I disagree. We would need to further define 'intellectual' and 'emotional' to demonstrate a difference between the two.
I find the distinction (dividing human faculties into two categories) useful in terms of understanding myself and explaining my beliefs, but that particular distinction isn't so important to me that I'm motivated to present an argument in support of it. I hope my intended meaning comes across even if one questions that detail of the presentation.
However, the way I take you to mean, I would argue that the 'emotional' faculties are what over-ride the 'intellectual' and point people toward Christianity.
I agree that emotional appeals are at the basis of most Christian proselytizing or "evangelism" throughout history. Personally I find there are much stronger emotional reasons to reject rather than believe Christianity, especially if one is at all well-educated.
"Are you going to believe me or your own eyes? It is an appeal to emotion. And that is why I argue that emotional faculties do not point away from Christianity, but towards it. "
I think that using your own eyes is another way of saying that you're using your senses or faculties (biological, emotional, intellectual, or what-have-you). Telling any reasonable and well-educated person to do that would lead that person to reject Christianity, in my view.
Priests are not accountants. They do not simply point out facts. They are charismatic. They make you feel something very visceral and that is what takes over your mind and makes you reject 'evidence'. You feel it so you know it to be true.
I try to avoid doing these things myself when talking about Christianity because I find such tactics as potentially deceptive and manipulative as you do, I think.
Christianity claims other religions are false because it is bad for business, not because it is offensive and therefore somehow, according to your logic, proves it is true.
I didn't say or mean to say that offensiveness proves
that Christianity is true, but I did mention a certain sort of offensiveness as being in support
of Christianity's truth, as I understand it. Do you see the important difference there? I assume you know that supporting points do not always add up to conclusive proof of an argument, and in this case, I tried to make it clear up front that the preponderance of proof goes against Christianity.
And you still have not provided any sort of evidence beyond ...
This is correct, MM. I'm saying that the evidence goes against it, and still
Christianity is true. The best rational arguments that I've heard go against it, and in spite of that, it's true. I am not saying that it's true because
of those things, although I do make the case that those things can be seen as support for its truth, if one chooses first to believe Christianity's claims about reality.
I don't expect anyone to necessarily buy my argument, or to believe Christianity is true.

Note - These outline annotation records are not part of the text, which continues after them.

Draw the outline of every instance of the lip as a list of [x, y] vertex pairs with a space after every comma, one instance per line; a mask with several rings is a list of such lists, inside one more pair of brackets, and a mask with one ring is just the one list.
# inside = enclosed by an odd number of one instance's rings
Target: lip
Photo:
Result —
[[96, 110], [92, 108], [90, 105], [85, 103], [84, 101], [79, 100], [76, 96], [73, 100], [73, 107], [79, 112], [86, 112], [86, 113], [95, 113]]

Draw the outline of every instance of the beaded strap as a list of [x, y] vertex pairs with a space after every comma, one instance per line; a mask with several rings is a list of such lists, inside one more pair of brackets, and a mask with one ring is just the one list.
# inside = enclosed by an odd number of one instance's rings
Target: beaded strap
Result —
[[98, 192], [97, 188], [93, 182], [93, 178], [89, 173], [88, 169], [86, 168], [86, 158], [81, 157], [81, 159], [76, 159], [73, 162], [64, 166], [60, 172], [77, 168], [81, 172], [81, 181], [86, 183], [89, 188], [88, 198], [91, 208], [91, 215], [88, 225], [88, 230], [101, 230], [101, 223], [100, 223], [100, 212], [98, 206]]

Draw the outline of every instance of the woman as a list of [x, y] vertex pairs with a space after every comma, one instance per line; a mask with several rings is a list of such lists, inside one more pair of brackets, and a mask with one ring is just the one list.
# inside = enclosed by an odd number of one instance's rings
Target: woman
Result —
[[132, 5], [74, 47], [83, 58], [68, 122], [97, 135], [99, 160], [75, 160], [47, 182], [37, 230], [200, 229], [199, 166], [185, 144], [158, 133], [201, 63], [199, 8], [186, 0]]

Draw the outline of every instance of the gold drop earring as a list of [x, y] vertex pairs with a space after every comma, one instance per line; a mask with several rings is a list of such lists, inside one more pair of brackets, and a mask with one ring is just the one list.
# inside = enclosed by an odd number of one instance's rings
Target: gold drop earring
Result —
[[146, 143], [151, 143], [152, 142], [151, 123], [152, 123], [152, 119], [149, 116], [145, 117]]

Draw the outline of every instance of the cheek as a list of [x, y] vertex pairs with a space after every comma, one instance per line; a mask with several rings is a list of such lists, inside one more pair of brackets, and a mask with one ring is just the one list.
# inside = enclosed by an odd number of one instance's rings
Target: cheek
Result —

By that line of thinking I should believe in Unicorns as well. I can easily take up the flag that no one can definitively prove that Unicorns do not exists and we are right back to the same circular arguments I see time and again for religion.
Yes, I don't disagree. All I want to point out is that the apparent and admitted limitations of the arguments do not
add up to conclusive proof that Christianity is false
So why do you choose Christianity and not Unicorns?
At the end of the day, I just do; it's a free and personal choice, just like the free choices of others to reject Christianity.
BTW, if I sound like a broken record, repeating myself a lot, partly that's because not everyone reading along has seen so many of my posts elsewhere (as you probably have, MM); and partly it's because I think my understanding of Christianity is too unusual to be widely understood without careful explanation. I don't mean for that to sound impressive ... Do you know any other Christians who will freely admit to believing Christianity while simultaneously conceding that rational evidence points conclusively
away from it? I don't, although I would like to find some, because that is my view. I also don't know any Christians who consider it to be offensive and upsetting in the specific ways that I do (and I desperately want to find at least one such person). (Do you know such people? It's not a facetious question, nor is it a good reason for you to accept my claims as true -- I would think that it would be just the opposite, in fact.)
The choice remains for each person to make: believe Christianity or not?
You have presented nothing that would distinguish the two.
... And, once again, I ask you to show me the difference between picking your religion over the thousands of others that could make the same argument. An argument you, yourself, have said is weak.
I'm afraid that people who reject Christianity expect Christians to rationally argue with them, or to try to woo them with emotional appeals, because that is what many Christians do. What I do instead is try to explain how I have personally been able to reconcile my belief in Christianity with the rational arguments against it, and with certain strong emotional reasons to reject it. My goal is not so much to change your mind as to express my views and get you to understand them clearly, whether or not you accept them or adopt them yourself.
It's the same goal I assume everyone has here -- to express their views and help others to understand them, etc..
Further, I believe, that if any other given religion, including say, Pastafarianism, had made that strong emotional imprint, you would be making the same exact argument just swapping the name of your particular belief.
I can make a very
strong emotional appeal to reject
Christianity, but I don't do so, because I assume most people here already reject Christianity. Alternatively, I could make a strong emotional appeal to accept Christianity as true, but I don't do so, because I see such appeals as manipulative, undignified, and inappropriate in most contexts, including here.